Noordzij treats Enoch in multiple works as the most explicit type of bodily redemption without death. In The Ark of Noah he writes concerning the meaning of Enoch’s name and his typological function:

“Enoch (=‘initiated one’) knew complete redemption, including from ‘the body of this death’ (Rom. 7:24). His whole being obeyed the Spirit. He did not die, but the Lord took him up, as a sign of those who will fully know Jesus as the ‘I am the resurrection and the life’ (John 11:25).”2

The phrase “as a sign of those” makes the typological application to future believers explicit. In Moses and the Way to Sonship Noordzij places Enoch alongside Elijah as an eschatological foreshadowing:

“Death is the last enemy, which is ‘swallowed up in victory’ (1 Cor. 15:54). What happened to Enoch and Elijah was a foreshadowing of this.”3

In The Inheritance of Jabez Noordzij states most precisely what Enoch as a type has attained:

“Enoch did not die. He obtained the true inheritance: complete redemption of the flesh into a new resurrection body in the kingdom of God (cf. Rom. 8).”4

Enoch represents for Noordzij not only eschatological hope but also the norm of the sonship type: complete obedience of spirit, soul, and body to the Spirit of God, resulting in an unbroken communion with the Lord that renders death powerless.

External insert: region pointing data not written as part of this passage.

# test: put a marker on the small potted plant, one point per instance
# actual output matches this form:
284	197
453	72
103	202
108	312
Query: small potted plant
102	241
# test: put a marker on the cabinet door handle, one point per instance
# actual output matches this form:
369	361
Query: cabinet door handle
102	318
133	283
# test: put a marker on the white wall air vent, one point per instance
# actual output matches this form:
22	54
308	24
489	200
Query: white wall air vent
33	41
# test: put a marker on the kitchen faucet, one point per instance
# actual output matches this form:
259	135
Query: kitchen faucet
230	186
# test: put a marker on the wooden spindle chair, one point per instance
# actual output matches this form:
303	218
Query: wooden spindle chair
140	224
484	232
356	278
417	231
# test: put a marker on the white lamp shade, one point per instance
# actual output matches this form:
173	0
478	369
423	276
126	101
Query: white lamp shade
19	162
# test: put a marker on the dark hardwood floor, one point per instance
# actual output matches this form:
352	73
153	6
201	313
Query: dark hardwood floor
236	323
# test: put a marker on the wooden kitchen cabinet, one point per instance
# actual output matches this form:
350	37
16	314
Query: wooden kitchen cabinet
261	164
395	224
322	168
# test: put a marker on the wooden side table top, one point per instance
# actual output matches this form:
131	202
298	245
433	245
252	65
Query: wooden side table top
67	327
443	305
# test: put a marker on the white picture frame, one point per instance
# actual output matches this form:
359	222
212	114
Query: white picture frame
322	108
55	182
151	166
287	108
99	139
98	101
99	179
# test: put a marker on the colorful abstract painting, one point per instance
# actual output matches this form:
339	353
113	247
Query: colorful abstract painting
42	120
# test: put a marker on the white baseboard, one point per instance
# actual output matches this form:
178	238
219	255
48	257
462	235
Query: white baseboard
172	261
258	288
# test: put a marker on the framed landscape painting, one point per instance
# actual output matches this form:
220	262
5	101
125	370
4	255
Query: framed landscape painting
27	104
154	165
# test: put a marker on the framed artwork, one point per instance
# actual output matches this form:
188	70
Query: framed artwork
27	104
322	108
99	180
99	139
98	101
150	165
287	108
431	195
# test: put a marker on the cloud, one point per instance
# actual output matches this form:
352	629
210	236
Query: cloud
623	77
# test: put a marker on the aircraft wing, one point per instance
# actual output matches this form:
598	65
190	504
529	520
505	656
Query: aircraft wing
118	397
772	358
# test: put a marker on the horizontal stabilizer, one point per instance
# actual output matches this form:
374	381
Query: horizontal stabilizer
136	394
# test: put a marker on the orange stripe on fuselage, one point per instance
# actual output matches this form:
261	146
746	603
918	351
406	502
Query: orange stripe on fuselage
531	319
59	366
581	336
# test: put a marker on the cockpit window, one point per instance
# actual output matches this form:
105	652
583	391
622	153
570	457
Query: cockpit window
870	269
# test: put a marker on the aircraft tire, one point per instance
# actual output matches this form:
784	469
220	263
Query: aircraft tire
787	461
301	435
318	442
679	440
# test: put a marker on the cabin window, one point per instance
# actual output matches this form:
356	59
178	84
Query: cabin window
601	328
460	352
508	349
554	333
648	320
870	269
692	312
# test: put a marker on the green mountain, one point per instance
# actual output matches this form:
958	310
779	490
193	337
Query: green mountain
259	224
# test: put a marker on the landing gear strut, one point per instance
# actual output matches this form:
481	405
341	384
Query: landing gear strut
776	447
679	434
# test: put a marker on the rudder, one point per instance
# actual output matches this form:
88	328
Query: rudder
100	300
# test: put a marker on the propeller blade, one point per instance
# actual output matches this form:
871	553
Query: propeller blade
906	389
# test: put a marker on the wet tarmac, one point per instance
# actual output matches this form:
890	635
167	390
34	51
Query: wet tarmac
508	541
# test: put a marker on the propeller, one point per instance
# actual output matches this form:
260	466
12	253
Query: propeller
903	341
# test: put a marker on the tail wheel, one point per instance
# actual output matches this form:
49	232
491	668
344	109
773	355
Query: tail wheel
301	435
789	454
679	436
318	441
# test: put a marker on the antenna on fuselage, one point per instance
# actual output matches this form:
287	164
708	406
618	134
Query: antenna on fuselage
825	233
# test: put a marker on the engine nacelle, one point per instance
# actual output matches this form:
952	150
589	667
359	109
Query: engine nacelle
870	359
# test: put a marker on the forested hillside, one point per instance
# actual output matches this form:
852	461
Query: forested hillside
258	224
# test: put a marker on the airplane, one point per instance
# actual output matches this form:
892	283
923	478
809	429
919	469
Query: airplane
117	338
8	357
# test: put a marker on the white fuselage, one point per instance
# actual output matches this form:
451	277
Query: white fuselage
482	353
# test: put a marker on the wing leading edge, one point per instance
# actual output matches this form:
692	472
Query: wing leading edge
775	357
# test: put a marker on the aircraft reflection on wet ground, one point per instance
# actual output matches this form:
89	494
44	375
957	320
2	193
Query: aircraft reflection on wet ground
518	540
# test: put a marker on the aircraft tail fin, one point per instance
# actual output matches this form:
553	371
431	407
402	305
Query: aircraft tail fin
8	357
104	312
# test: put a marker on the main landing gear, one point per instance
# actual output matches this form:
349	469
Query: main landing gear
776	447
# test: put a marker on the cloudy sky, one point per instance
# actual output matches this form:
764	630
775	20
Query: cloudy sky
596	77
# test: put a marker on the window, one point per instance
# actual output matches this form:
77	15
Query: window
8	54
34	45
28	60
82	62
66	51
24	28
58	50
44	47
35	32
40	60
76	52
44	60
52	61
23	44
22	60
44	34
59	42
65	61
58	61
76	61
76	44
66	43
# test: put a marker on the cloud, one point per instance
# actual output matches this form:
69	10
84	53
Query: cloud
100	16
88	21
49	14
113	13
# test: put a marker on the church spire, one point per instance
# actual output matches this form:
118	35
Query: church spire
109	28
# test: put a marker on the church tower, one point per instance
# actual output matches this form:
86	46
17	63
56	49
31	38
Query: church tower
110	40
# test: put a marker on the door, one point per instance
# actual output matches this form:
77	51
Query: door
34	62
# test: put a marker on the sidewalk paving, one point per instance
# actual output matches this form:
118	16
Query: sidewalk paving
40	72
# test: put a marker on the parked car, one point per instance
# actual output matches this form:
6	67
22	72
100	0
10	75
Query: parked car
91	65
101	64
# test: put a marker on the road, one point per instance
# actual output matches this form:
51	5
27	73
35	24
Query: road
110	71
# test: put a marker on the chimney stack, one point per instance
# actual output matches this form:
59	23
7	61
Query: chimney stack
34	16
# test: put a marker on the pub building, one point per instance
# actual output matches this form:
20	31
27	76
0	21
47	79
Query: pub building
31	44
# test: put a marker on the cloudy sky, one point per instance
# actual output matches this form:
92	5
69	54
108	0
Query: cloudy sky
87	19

  • Connected: feast-of-tabernacles (the fulfillment of the Feast of Tabernacles as context for the victory over death)
  • Via glossary: sonship

Footnotes

Footnotes

  1. Warnock, b1 (The Feast of Tabernacles, 1951), ch. 12 — manifestation of the sons of God.

  2. Noordzij, b2 (The Ark of Noah), section “Enoch”.

  3. Noordzij, b1 (Moses and the Way to Sonship), section 5 — “Victory over death / immortality”.

  4. Noordzij, b4 (The Inheritance of Jabez), section “GOD’S ANSWER” — glorification as the goal of sonship.